ただ私にはモキチやイチゾウが主の栄光のために呻き、 苦しみ、死んだ今日も、海が暗く、単調な音をたてて 浜辺を噛んでいることが耐えられぬのです。
この海の不気味な静かさのうしろに私は神の沈黙を ―神が人々の歎きの声に腕をこまぬいたまま、 黙っていられるような気がして……。
遠藤周作「沈黙」

と表現された海の波である。
浜辺にて「汐は半から満ちね」と歌い出すのはカクレキリシタン だろうか。時代が下った視点になっていると思うので、 江戸時代に迫害された先祖を思う、カクレキリシタンの子孫なのだろう。
「瀬戸の潮騒ゃね」の後、「波打つ際によ」という部分では、 歌い手がふと我にかえって自問するかのようにpで歌われる。
モキチが磔にされた波打ち際を思い出してしまったのだろうか。
「アー 参ロヤナ」からのカタカナ表記になっている箇所は 先祖が歌った箇所になっていて、これは「沈黙」に出てくる モキチをイメージしているのではないかと思う。
波打ち際に磔にされ、ゆっくりと死に近づく中で、 それでも俺はまだ生きているということを仲間に伝えるために 息たえだえに歌った「ダンジク様のお歌」。
この部分は必死さが出るように歌えると雰囲気が出ると思う。
その後、獅子の泣き歌に戻ったあとでは、モキチが浴びることの できなかった朝日を大事にするかのように、「朝日」という単語 だけがritenされmfで歌われる。
最後は再び第一楽章から続く4/4拍子の聖歌に戻ってくる。
天からの声が消えゆくように終わっていく様は、 救いを表しているのだろうか。

以上、思ったことを長々と綴ってみた。
10年後に見返したとき、自分はどう思うだろうか。

演奏会後、合唱団の後輩と話した際に、音楽と言葉は どちらが先なのかということを考えた。
どこから先を音楽や言葉と呼ぶのかにもよるが、 叫びのようなものを言葉と定義しなければ、 音楽の方が先行しているのが自然ではないかと思う。
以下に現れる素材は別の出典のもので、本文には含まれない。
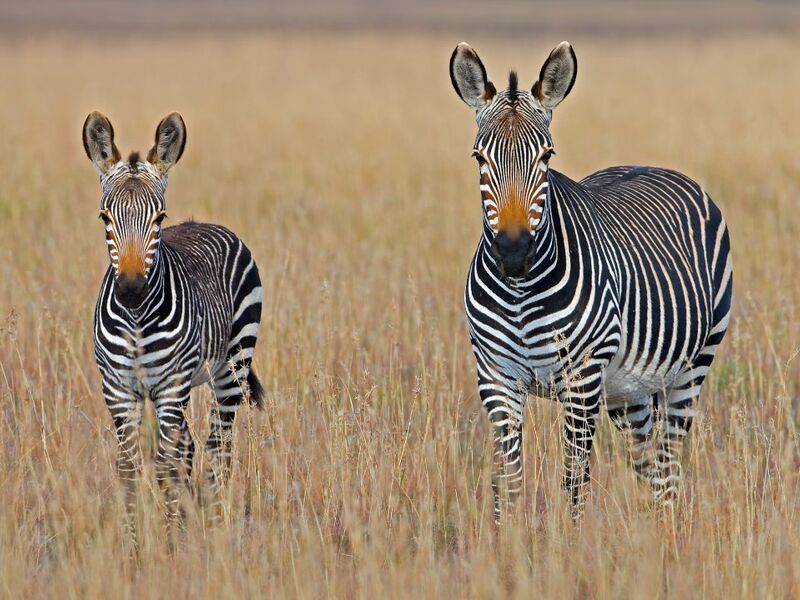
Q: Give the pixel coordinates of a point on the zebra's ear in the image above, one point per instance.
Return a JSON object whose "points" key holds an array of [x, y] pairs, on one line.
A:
{"points": [[556, 77], [98, 141], [170, 142], [468, 76]]}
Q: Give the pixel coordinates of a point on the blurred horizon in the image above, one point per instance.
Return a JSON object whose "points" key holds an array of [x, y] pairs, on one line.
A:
{"points": [[607, 18]]}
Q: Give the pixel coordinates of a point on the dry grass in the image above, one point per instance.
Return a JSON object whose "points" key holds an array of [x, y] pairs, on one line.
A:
{"points": [[344, 163]]}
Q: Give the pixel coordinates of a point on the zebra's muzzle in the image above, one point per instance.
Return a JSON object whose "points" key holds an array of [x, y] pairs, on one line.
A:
{"points": [[130, 291], [514, 255]]}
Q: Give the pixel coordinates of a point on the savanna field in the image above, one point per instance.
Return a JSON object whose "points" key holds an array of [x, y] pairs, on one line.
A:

叫びというのは他の動物にも共通する情報伝達手段であり、 コミュニケーションの原初になっていると思う。
そのバリエーションとして、音程や強弱をつけたりする中から、 音楽のようなものが生まれるというのはありうる。
あるいは道具を使うことで楽器のようなものも 生まれただろう。

意味を保存する手段としての言葉が発生するには 意識の誕生を待つ必要がある。
あるいはむしろ、言葉というプロトコルの誕生により 意識が存在できているのかもしれない。
このあたりはかなり微妙な問題で、よく理解しきれていないが、 死ぬまで考え続けられるよいテーマである。